A restoration contractor will get the hint that if they push a carrier on these required practices, the carrier can find another contractor to replace them. Thus, many vendors don’t perform the necessary services for fear of destroying their business. And it’s the insured that ultimately pays the price.

Sweet explained, “So, if a restoration company fully complies with the industry standards of care, their bill could easily exceed these new policy limits, that most don’t even know are present. Add to this the short payments and denials and you can see that the contractors are left with one realistic option – lien. Insureds can’t pay for the work (and who can – this is why we have insurance in the first place) and the insured is forced to file suit to get the balance due paid. Thus, carrier litigation skyrockets, and the contractor – who is frequently just doing the right thing, is the ‘villain.’ Once sued, insurance carriers frequently lose, and when they do their litigation expenses skyrocket. And again, the contractor is portrayed to be the ‘villain’ – when often it is the claims practices that create the issue.”

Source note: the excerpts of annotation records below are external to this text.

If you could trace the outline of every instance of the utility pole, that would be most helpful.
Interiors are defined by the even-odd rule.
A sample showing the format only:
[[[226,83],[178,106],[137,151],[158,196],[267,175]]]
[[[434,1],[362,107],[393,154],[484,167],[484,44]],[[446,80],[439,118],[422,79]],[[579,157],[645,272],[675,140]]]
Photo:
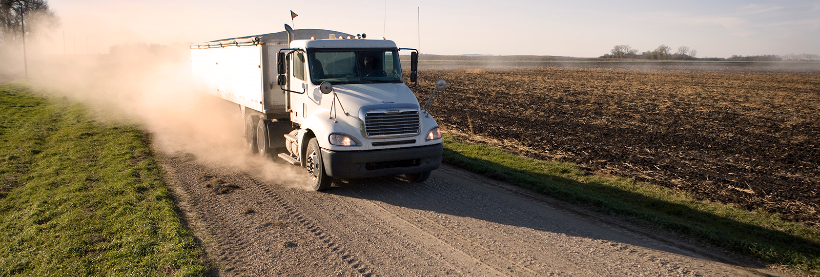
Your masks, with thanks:
[[[25,5],[25,2],[23,2]],[[20,29],[22,30],[23,35],[23,68],[25,69],[25,78],[29,78],[29,61],[25,54],[25,18],[23,16],[23,13],[25,11],[25,6],[20,7]]]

Sweet said he educates his clients on all required aspects of restoring a property properly from water damage and emphasizes they should request documentation to prove that what was done was necessary and press the carrier to agree that it is necessary, and reimbursable, early in the loss, not at the end when a lawsuit is the next and only step.

Sweet concluded, “All parties agreeing to industry standards and statutes, contracted pricing, hazard sampling, drying plans and required documentation from day one, is the key to a successful water damage restoration for all parties. But this requires competent contractors, cooperative carriers, and validated documentation to control the process.”